La guerra in Ucraina ha generato in Europa una grande azione di solidarietà fatta da governi, agenzie, ma anche da moltissimi cittadini che in modo spontaneo si sono recati alle frontiere per accogliere donne e bambini in fuga. Ma fin dai primi giorni della guerra suor Imelda Poole ha dichiarato di essere molto preoccupata per la situazione: «Abbiamo coinvolto tutta una rete di persone che si è diretta lungo le vie di fuga dei rifugiati perché sappiamo che è lì che saranno i trafficanti».

Anche l’IOM (Organizzazione internazionale per le migrazioni) ha espresso preoccupazione per il rischio di tratta di persone, sfruttamento e abusi sessuali. I rapporti iniziali dall’interno e dall’esterno dell’Ucraina hanno indicato la possibilità che i trafficanti avrebbero potuto sfruttare le vulnerabilità di coloro che fuggivano dalla guerra. Sono stati segnalati casi di violenza sessuale perpetrati da persone che hanno promesso la possibilità di un viaggio verso l’Europa e ci sono state indicazioni di un potenziale sfruttamento. «In base ai nostri rapporti - ha affermato il direttore generale dell’OIM António Vitorino - sappiamo che i gruppi di persone che lasciano l’Ucraina possono essere particolarmente vulnerabili al rischio della tratta». La coordinatrice dell’associazione polacca Homo Faber, Karolina Wierzbińska, ha dichiarato di aver «registrato i primi casi sospetti di donne e uomini che cercano di agganciare donne ucraine vicino ai centri di accoglienza per rifugiati con il pretesto di offrire trasporto, lavoro o alloggio». Anche Charel Krieps di Caritas Europa ha dichiarato che in Romania gli operatori dell’organizzazione «hanno incontrato diversi individui sospetti, per lo più uomini che hanno offerto alloggio o trasporto a giovani donne o giovani madri con figli».

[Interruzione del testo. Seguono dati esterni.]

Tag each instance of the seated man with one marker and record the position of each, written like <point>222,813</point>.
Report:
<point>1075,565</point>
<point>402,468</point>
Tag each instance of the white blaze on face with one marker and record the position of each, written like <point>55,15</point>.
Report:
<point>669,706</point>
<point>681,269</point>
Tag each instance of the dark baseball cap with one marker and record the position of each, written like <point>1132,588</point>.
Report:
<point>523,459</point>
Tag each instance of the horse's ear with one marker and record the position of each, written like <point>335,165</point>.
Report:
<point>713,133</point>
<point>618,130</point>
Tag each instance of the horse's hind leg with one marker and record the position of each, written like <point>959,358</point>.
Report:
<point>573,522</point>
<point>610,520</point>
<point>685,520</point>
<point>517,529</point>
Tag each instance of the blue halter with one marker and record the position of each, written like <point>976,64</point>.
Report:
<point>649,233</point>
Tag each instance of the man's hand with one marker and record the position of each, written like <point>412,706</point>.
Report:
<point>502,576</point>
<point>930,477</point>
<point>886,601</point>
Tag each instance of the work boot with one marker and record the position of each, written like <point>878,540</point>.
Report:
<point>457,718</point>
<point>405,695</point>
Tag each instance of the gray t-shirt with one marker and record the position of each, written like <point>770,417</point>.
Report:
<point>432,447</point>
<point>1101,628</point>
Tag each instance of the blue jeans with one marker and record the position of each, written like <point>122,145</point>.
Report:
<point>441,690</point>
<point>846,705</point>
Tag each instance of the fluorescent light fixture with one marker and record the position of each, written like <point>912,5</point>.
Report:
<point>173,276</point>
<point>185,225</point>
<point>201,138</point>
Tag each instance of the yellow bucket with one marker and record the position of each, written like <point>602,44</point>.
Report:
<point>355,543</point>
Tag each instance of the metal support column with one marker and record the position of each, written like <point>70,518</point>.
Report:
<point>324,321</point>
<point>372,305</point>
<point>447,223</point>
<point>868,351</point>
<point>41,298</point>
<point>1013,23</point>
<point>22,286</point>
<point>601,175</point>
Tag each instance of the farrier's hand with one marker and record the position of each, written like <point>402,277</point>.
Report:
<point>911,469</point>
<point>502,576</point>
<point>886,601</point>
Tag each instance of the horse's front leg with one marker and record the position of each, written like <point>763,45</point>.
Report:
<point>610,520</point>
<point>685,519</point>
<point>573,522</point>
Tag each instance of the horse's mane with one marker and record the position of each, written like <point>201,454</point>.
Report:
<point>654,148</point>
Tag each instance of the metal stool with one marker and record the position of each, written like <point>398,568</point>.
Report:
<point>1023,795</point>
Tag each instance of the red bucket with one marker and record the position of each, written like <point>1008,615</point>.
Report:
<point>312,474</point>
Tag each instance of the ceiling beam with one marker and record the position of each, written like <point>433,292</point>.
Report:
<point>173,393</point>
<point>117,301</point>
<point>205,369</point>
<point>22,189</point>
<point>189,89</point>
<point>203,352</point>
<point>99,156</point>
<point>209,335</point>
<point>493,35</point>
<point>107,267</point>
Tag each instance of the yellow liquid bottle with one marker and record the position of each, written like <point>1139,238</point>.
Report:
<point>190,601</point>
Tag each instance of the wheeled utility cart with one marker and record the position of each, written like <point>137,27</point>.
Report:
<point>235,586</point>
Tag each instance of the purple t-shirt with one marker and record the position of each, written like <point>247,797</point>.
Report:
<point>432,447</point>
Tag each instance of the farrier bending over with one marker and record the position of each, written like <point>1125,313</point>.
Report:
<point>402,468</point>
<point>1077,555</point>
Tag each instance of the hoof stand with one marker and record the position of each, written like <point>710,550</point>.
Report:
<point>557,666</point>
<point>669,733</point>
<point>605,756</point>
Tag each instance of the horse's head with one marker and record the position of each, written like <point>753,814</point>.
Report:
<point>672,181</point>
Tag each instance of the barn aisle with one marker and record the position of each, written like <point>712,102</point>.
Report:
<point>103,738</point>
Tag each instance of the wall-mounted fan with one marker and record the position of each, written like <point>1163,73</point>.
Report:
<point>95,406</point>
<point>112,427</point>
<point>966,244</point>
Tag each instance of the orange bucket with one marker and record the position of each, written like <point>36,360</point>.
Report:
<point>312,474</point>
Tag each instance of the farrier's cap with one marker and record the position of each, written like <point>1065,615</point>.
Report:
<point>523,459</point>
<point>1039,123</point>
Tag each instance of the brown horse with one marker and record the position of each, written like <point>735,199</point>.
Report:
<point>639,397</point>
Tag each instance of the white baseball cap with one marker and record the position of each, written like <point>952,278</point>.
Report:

Nel 2021 l’OIM in Ucraina ha identificato e assistito oltre 1.000 vittime della tratta. In risposta alla guerra in Ucraina, l’organizzazione ha intensificato i propri sforzi per stabilire risorse e interventi per prevenire la tratta di persone sia nel Paese attaccato dalla Russia sia tra coloro che si spostano nella regione. L’OIM collabora con le agenzie di frontiera e i partner governativi per implementare meccanismi di prevenzione della tratta attraverso la diffusione di messaggi e informazioni verificate e sicure e sensibilizzando i rifugiati e per permettere loro di prendere decisioni informate ed essere consapevoli dei rischi.

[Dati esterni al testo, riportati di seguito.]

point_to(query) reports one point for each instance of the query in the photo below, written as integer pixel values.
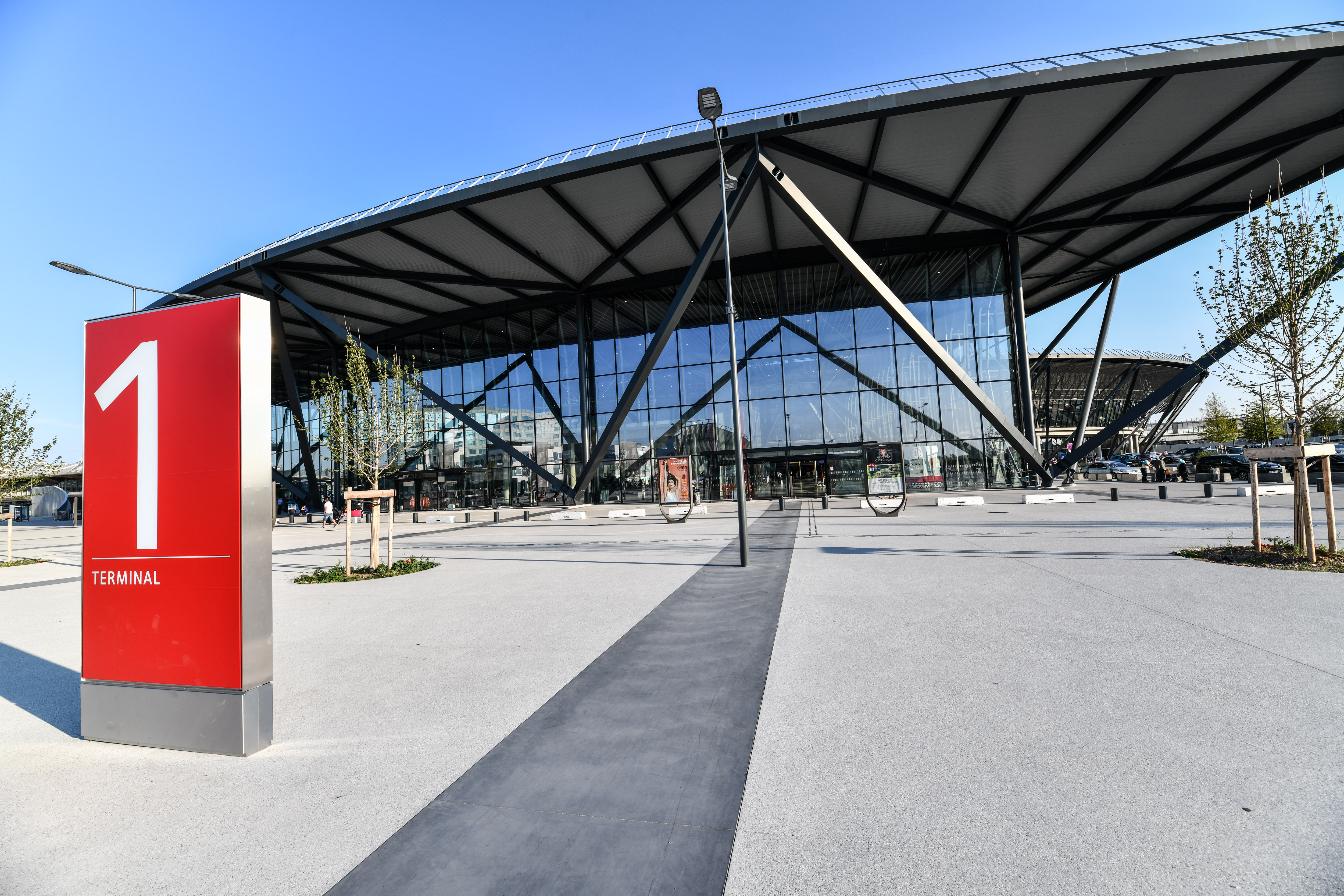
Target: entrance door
(808, 479)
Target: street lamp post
(712, 107)
(76, 269)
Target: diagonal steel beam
(539, 385)
(287, 371)
(706, 178)
(523, 252)
(1189, 150)
(677, 308)
(452, 262)
(1065, 330)
(588, 227)
(667, 204)
(859, 269)
(470, 422)
(1103, 138)
(979, 160)
(1197, 370)
(374, 269)
(885, 182)
(471, 406)
(705, 399)
(1272, 144)
(863, 187)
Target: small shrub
(359, 574)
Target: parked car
(1175, 467)
(1234, 464)
(1108, 469)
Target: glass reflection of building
(823, 373)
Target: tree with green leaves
(1275, 280)
(23, 463)
(371, 420)
(1261, 422)
(1221, 425)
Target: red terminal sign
(177, 539)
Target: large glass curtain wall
(823, 371)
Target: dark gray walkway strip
(630, 780)
(34, 585)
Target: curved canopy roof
(1097, 166)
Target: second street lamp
(712, 107)
(76, 269)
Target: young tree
(22, 463)
(1324, 422)
(1276, 277)
(1260, 422)
(369, 420)
(1221, 425)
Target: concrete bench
(964, 500)
(1245, 492)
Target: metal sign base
(233, 723)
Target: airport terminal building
(569, 313)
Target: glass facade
(823, 371)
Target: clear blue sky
(154, 142)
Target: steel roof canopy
(1096, 167)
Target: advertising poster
(674, 480)
(884, 473)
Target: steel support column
(690, 284)
(287, 371)
(1096, 370)
(859, 269)
(585, 356)
(1019, 327)
(1065, 331)
(470, 422)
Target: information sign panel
(177, 542)
(885, 479)
(674, 480)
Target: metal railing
(814, 103)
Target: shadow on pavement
(40, 687)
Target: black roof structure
(1096, 162)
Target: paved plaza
(1000, 699)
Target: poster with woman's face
(675, 480)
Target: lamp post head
(73, 269)
(710, 105)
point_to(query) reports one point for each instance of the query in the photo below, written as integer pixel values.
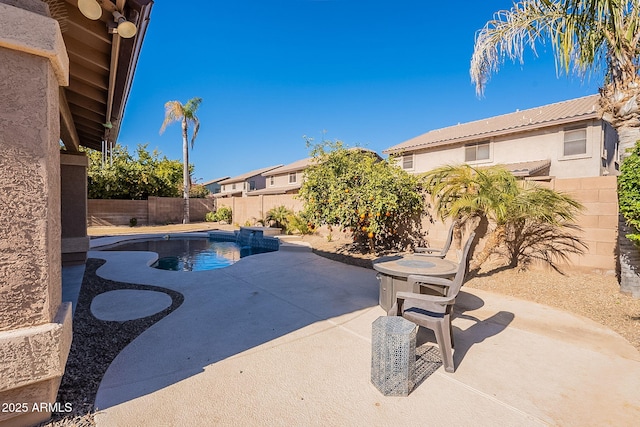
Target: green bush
(297, 223)
(352, 189)
(223, 214)
(629, 191)
(279, 217)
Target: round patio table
(394, 270)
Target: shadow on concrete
(428, 355)
(229, 311)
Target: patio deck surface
(284, 338)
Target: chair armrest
(428, 250)
(428, 280)
(432, 303)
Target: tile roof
(248, 175)
(291, 167)
(535, 118)
(274, 190)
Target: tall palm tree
(587, 37)
(176, 112)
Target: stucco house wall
(516, 138)
(282, 180)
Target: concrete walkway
(284, 338)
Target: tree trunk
(185, 172)
(628, 253)
(494, 239)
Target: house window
(407, 161)
(575, 142)
(477, 151)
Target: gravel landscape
(595, 296)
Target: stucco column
(35, 326)
(73, 199)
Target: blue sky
(370, 73)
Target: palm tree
(493, 195)
(587, 36)
(176, 112)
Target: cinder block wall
(253, 208)
(154, 211)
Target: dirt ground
(595, 296)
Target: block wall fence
(154, 211)
(599, 220)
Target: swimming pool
(190, 254)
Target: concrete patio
(284, 338)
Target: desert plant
(529, 221)
(297, 223)
(629, 192)
(279, 217)
(186, 114)
(224, 213)
(381, 204)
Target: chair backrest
(447, 243)
(463, 267)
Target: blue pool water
(191, 254)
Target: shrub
(629, 192)
(279, 217)
(352, 189)
(297, 223)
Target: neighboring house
(245, 183)
(214, 185)
(563, 140)
(286, 179)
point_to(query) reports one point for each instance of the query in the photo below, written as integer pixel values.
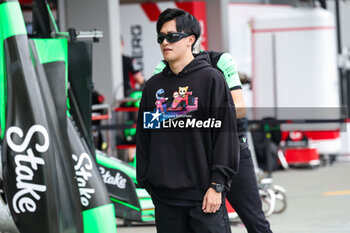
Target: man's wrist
(219, 188)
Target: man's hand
(212, 201)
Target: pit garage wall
(85, 15)
(138, 27)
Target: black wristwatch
(218, 187)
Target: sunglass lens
(171, 38)
(160, 39)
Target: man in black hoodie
(187, 142)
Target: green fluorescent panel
(125, 204)
(51, 50)
(104, 216)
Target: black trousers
(189, 219)
(244, 196)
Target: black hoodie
(182, 161)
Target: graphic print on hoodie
(181, 102)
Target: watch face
(219, 188)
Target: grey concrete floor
(318, 202)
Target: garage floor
(318, 202)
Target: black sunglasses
(171, 37)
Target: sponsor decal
(83, 171)
(27, 161)
(117, 180)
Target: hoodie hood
(200, 61)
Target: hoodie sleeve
(142, 144)
(225, 143)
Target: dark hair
(185, 22)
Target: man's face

L’OIM in Ucraina, Romania e Moldavia ha sviluppato materiali online relativi alla migrazione sicura e alla lotta alla tratta, che collegano le persone in fuga con le reti di accoglienza. Inoltre ha invitato i cittadini che forniscono assistenza - sia per il trasporto sia per l’alloggio delle persone provenienti dall’Ucraina - ad agire coordinandosi con le agenzie di protezione locali per consentire un’adeguata supervisione e salvaguardia.

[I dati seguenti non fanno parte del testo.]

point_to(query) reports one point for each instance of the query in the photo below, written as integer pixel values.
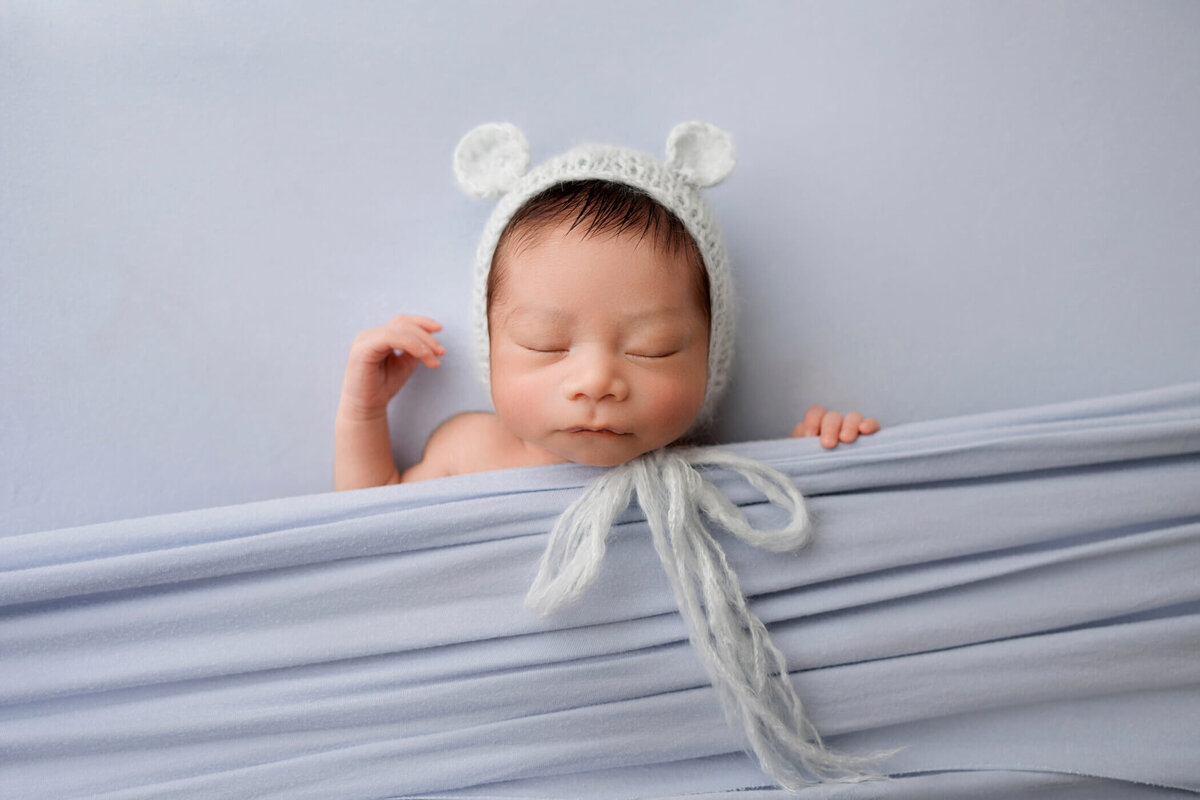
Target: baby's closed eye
(652, 353)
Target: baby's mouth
(597, 432)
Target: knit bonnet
(493, 161)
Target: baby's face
(599, 347)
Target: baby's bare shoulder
(472, 441)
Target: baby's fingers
(831, 428)
(411, 336)
(850, 427)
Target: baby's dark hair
(599, 206)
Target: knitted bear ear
(703, 154)
(491, 160)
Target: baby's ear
(703, 154)
(491, 160)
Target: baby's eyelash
(653, 355)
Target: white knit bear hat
(493, 161)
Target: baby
(604, 310)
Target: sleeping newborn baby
(603, 317)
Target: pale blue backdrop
(940, 208)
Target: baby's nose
(595, 377)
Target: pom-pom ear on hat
(703, 154)
(491, 160)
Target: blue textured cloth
(1012, 599)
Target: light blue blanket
(1012, 599)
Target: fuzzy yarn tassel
(747, 669)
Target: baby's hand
(832, 427)
(382, 360)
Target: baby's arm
(381, 362)
(833, 427)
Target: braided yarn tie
(748, 671)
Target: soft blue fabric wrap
(1012, 599)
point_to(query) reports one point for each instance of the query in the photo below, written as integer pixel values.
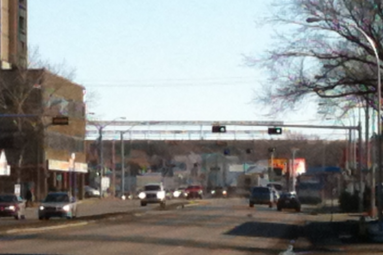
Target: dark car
(288, 200)
(180, 192)
(12, 206)
(194, 191)
(58, 204)
(91, 192)
(261, 195)
(218, 192)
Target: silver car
(91, 192)
(153, 193)
(58, 204)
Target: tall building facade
(13, 29)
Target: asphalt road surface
(215, 226)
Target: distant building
(14, 34)
(53, 153)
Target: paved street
(86, 208)
(213, 226)
(221, 226)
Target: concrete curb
(25, 230)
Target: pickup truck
(153, 193)
(194, 191)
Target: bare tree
(24, 109)
(322, 53)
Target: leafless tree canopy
(328, 57)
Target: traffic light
(275, 131)
(219, 129)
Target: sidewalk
(337, 232)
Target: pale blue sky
(158, 60)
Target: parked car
(180, 192)
(12, 206)
(153, 193)
(58, 204)
(91, 192)
(289, 200)
(194, 191)
(261, 195)
(218, 192)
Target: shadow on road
(267, 230)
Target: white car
(153, 193)
(91, 192)
(58, 204)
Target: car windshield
(261, 190)
(152, 187)
(8, 198)
(288, 195)
(57, 198)
(194, 187)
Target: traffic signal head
(275, 131)
(219, 129)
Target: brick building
(43, 156)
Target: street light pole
(123, 160)
(101, 160)
(100, 129)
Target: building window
(21, 23)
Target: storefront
(67, 176)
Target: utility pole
(101, 160)
(122, 164)
(294, 151)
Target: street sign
(17, 189)
(5, 169)
(60, 120)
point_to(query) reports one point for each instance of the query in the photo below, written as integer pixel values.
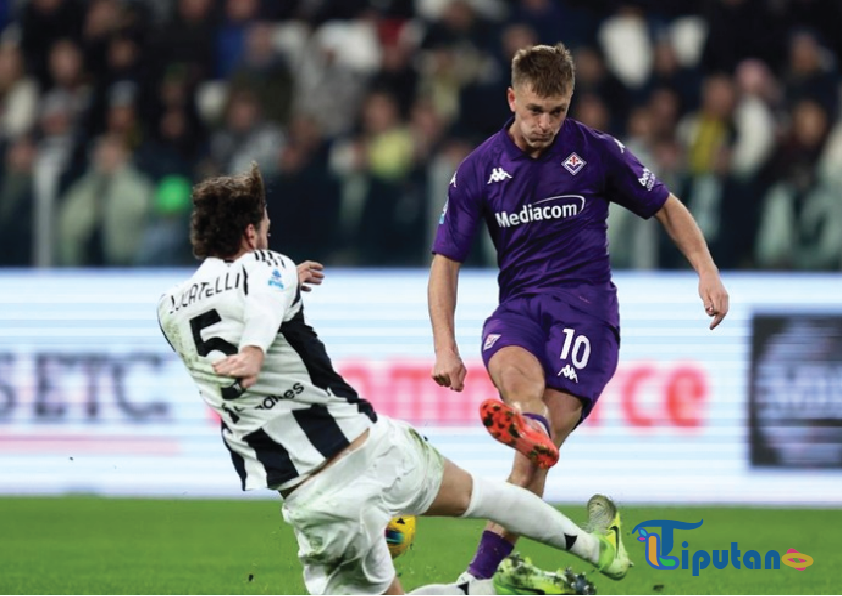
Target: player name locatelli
(564, 206)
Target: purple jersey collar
(515, 152)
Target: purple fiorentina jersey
(548, 217)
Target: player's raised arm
(449, 370)
(457, 227)
(684, 231)
(310, 273)
(638, 189)
(272, 290)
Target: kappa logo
(647, 180)
(574, 163)
(569, 372)
(498, 175)
(277, 279)
(490, 341)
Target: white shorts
(340, 516)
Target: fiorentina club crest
(574, 164)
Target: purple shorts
(579, 352)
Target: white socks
(475, 586)
(522, 512)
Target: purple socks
(491, 551)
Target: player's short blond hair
(548, 69)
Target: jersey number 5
(206, 346)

I trafficanti avrebbero anche preso di mira i bambini provenienti da orfanotrofi quando passavano il confine tra Ucraina e Polonia, ha affermato un gruppo che li stava evacuando nella zona di guerra. Secondo quanto rilevato dalla BBC, in Ucraina vi sarebbero 200.000 bambini negli orfanotrofi, «prede facili di persone che indossano giubbotti catarifrangenti e fingono di appartenere a organizzazioni umanitarie». Anche il commissario dell’Unione europea per gli Affari interni, Ylva Johansson, ha espresso preoccupazione: «Abbiamo ricevuto segnalazioni di criminali che prelevano bambini dagli orfanotrofi in Ucraina e attraversano il confine fingendo di essere parenti del bambino e poi li usano a fini di tratta». Tuttavia la crescente presenza di ONG e volontari avrebbe garantito procedure accurate e sicure.